You can expect during each and every game session to wear several "hats".
- Writer/Story Teller
- Setting: You create the environments in which your players choose to immerse themselves.
- Background Narrative: An intelligent, intriquing, and evolving world helps maintain suspension of disbelief.
- Interactive Storyline: Your story must retain flexibility if the players are to act with free will.
- Improvise New Horizons: Do not devise instructions.
- Journalist: Keep a log of each session. I use an NPC party-member to do this in character.
- Advertiser: Create pamphlets, posters, and other handouts of related and unrelated details about
your game world. This adds depth.
- Rules Arbiter
- Judge: You decide what the limits of the stated rules are. Remain fair and impartial.
- Legislator: You write additional rules to "fill in the gaps" Reasonability is key.
- All Non-Player Characters: Any character the players interact with must be brought to life.
- Villian: A special NPC, that must be carefully crafted and voiced to be a worthy opponent.
- Deity: You are the Voice of the Heavens/Hells. This will test your ability to see situations from a variety of viewpoints.
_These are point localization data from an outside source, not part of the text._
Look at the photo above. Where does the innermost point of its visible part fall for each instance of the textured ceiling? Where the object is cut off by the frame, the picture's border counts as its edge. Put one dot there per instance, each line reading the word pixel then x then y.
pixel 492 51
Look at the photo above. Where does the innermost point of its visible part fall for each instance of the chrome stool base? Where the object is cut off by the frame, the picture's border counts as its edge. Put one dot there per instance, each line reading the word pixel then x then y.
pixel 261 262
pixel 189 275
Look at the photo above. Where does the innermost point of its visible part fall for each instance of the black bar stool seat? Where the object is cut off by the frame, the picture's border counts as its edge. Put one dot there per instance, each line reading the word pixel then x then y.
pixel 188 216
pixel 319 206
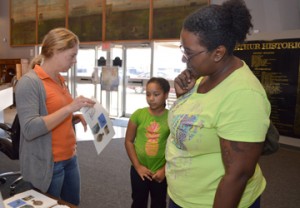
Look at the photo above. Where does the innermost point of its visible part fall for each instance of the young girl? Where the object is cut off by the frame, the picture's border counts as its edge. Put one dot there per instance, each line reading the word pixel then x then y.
pixel 145 143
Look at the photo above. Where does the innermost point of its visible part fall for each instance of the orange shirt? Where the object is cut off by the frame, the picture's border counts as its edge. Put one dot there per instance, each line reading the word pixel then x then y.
pixel 63 136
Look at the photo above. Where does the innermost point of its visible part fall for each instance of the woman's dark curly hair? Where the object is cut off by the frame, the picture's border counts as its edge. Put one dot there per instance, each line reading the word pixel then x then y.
pixel 215 25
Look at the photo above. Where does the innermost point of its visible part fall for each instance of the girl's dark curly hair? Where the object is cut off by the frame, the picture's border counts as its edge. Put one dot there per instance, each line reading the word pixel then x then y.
pixel 215 25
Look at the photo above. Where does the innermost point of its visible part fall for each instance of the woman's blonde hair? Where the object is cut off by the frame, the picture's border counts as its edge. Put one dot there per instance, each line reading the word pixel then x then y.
pixel 58 39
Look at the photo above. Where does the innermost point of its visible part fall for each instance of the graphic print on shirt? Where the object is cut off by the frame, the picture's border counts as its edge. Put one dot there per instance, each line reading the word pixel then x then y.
pixel 152 134
pixel 186 127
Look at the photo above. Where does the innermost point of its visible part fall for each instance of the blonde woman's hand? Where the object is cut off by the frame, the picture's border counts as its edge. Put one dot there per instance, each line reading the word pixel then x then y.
pixel 79 118
pixel 81 102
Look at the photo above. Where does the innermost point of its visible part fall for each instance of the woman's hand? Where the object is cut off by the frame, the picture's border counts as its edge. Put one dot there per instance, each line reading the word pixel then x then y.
pixel 184 82
pixel 81 102
pixel 79 118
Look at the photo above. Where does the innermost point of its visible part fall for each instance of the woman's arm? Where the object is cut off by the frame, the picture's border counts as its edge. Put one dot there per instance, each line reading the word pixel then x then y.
pixel 240 160
pixel 129 145
pixel 54 119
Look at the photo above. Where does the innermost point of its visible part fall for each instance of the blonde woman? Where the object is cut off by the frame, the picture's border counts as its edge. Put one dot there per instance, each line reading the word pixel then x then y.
pixel 45 109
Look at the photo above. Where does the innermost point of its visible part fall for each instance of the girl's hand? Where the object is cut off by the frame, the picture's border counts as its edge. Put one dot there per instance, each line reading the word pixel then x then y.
pixel 144 172
pixel 159 176
pixel 184 82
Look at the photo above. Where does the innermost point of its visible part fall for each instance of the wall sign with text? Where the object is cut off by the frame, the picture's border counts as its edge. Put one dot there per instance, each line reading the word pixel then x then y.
pixel 276 64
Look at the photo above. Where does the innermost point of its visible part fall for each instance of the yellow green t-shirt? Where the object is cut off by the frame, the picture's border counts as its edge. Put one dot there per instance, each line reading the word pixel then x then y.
pixel 151 137
pixel 237 109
- Monster:Playing Animals and Monsters requires skill. Most creatures act on instinct and intuition, not intelligence. Howver, some creatures are more intelligent that the average PC.
- Player Coach
- Motivator: Everyone needs a reason to show up- make it personal and personable.
- Advisor: Assist and enable your players to become better players.
- Create colorful maps.
- Build and/or paint miniatures with your players.
- Regardless of location, you are the host for the sessions. Be on tine, and ready to play. Thank your players for attending.
- Expect to purchase the gaming materials the group will be using. Books, miniatures, paper for sheets and maps, a binder,
and anything else you and your group need or desire for a great session. You can ask for donations!
- Seek feedback and insight from your players, to continue to be a better GM.
That's a great deal of effort on the part of any GM. It is reasonable to expect something in return from your players.
Every group is different. I expect my players to take responsibility for everything on their character sheets, including: all statistics/scores, equipment, skills/feats, spells/powers, animal friends, etc. If a player doesn't know how to use a skill or what the effect of a spell is, then I assume the character has forgotten how to perform the deed. I keep an extra copy of the Players Handbook available for each session.
I provide links, emails, and a variety of handouts to engage my players attention to our shared game world. I ask that my players take the time to read these and to create their own.
I also expect my players to arrive on time, to be engaged and attentive, and to behave decently towards me and each other.
It's nice to hear a "Thank You" every now and then, too!